A total of 13 Proud Boys, who played a central role in the ability of the pro-Trump mob to break down police barricades and enter the Capitol building that day, have now been charged in the insurrection. The indictment is similar to one unveiled by prosecutors against two other key Proud Boys figures—Ethan Nordean and Joe Biggs—who played key roles in leading the mob that day.
Last July, Rehl’s Philadelphia Proud Boys group gathered outside a Fraternal Order of Police lodge where Pence was speaking, and a small cluster of protesters had gathered. The men shouted at Black Lives Matter protesters and at a group of women.
Rehl, a 35-year-old Port Richmond man, was among them, the Philadelphia Inquirer reported, “drinking beer and chatting with others in the parking lot who were openly carrying a Proud Boys flag.” Among the men they were chatting with were Philadelphia police officers, underscoring the Proud Boys’ cozy relationship with police officers around the country—a relationship that helped feed their smug far-right extremism. Rehl is a veteran and the son of two Philadelphia police officers.
On Jan. 6, their view of Pence had clearly transformed, largely because the vice president had chosen not to try to contest the validation of the Electoral College votes as Donald Trump had urged him to do—which the crowd at Trump’s rally that morning viewed as a betrayal. The mob entering the Capitol was filmed chanting: “Hang Mike Pence!” Pence himself narrowly escaped encountering this mob, it was revealed during Trump’s subsequent impeachment trial.
Rehl, who later turned up in photos in The New Yorker showing Proud Boys trashing the Senate offices of Oregon Sen. Jeff Merkley, is expected to have his first hearing in federal court in Philadelphia Friday. His indictment makes clear that federal prosecutors are preparing a conspiracy case charging several Proud Boys with conspiracy, including Biggs and Nordean.

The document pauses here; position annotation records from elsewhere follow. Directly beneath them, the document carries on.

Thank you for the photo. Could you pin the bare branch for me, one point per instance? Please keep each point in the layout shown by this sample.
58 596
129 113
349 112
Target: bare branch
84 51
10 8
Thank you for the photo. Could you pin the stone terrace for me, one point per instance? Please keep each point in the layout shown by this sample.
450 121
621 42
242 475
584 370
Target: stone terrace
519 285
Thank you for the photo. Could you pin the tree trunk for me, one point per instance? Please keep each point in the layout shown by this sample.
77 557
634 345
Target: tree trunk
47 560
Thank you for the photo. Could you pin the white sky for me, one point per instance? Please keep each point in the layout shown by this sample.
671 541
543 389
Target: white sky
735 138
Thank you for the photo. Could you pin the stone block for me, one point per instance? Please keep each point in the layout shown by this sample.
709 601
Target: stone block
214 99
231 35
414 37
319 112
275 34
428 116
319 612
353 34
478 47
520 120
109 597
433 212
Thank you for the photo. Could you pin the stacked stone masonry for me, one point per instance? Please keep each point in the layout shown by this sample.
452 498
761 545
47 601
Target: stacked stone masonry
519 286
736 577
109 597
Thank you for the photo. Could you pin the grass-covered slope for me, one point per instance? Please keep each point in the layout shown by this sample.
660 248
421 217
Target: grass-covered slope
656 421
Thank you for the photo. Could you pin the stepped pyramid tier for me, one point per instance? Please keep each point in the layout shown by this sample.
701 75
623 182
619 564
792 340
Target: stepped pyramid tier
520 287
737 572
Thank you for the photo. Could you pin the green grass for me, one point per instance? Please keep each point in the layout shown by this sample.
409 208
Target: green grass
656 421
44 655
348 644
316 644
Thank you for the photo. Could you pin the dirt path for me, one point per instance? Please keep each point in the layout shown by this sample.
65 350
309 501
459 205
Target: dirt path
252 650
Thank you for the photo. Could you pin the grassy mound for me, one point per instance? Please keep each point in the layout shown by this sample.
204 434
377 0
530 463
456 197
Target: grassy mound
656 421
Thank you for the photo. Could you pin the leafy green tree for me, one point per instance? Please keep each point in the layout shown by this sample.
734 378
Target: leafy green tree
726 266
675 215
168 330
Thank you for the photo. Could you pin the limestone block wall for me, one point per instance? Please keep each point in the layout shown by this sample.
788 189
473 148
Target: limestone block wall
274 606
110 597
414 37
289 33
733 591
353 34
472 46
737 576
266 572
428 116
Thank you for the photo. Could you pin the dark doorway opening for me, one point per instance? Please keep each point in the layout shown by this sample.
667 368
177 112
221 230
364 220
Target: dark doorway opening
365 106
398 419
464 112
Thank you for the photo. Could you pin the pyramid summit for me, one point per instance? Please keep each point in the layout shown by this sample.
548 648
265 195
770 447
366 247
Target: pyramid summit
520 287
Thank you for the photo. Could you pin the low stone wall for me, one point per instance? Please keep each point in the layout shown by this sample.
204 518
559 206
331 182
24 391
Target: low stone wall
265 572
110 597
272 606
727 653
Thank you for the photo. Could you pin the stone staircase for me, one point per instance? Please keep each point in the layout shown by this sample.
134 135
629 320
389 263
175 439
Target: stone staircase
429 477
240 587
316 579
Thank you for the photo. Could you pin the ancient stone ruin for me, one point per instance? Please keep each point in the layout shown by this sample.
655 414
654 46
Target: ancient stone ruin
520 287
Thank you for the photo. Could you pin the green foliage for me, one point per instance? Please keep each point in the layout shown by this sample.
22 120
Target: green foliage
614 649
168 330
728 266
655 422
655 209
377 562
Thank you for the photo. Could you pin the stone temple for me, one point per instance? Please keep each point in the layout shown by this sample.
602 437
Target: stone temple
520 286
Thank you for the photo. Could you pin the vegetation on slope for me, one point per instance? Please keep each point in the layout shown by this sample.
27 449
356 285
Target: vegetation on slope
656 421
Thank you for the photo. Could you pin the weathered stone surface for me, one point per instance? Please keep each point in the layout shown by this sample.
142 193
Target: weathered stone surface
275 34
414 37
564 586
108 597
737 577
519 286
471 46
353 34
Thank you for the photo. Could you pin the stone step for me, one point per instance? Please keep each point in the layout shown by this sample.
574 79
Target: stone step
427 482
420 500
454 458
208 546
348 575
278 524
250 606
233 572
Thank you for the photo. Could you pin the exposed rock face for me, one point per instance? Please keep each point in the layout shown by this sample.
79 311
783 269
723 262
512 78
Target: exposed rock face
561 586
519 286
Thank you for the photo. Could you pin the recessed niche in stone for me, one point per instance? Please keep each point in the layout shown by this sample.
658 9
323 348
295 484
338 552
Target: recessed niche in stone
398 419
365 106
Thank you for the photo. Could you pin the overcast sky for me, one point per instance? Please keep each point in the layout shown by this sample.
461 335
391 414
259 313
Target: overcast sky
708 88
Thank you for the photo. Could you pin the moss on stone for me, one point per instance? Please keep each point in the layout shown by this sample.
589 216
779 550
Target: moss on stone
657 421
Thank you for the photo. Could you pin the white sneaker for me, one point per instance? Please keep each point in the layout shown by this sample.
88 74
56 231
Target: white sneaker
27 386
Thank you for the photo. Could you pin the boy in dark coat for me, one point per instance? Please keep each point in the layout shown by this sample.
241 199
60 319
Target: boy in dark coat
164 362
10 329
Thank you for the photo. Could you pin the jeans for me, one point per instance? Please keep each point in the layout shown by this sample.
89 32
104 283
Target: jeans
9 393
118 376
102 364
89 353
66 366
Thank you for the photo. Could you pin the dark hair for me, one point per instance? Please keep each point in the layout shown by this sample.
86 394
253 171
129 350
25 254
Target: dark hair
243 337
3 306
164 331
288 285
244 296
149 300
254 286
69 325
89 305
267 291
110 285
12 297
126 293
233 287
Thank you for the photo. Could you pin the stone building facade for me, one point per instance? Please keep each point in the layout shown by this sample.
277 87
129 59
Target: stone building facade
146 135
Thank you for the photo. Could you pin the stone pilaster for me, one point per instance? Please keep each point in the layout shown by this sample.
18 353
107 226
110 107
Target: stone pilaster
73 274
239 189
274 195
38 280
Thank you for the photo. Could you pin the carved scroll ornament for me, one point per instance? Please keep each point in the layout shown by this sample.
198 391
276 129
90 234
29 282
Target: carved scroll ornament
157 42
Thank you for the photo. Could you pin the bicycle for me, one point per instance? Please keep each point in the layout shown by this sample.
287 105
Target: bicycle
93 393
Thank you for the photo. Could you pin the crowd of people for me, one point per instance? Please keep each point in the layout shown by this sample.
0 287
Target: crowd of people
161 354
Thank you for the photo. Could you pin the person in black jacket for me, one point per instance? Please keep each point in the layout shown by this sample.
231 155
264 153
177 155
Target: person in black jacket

According to indictments released in those cases, investigators say that Biggs, 37, of Ormond Beach, Florida, and Nordean, 30, of Auburn, Washington, were equipped with radios and a bullhorn as they led a mob of about 100 men through the streets of Washington and up the Capitol Mall. Several Proud Boys were among the rioters who shattered windows that enabled others to enter the building and attack Capitol Police officers inside.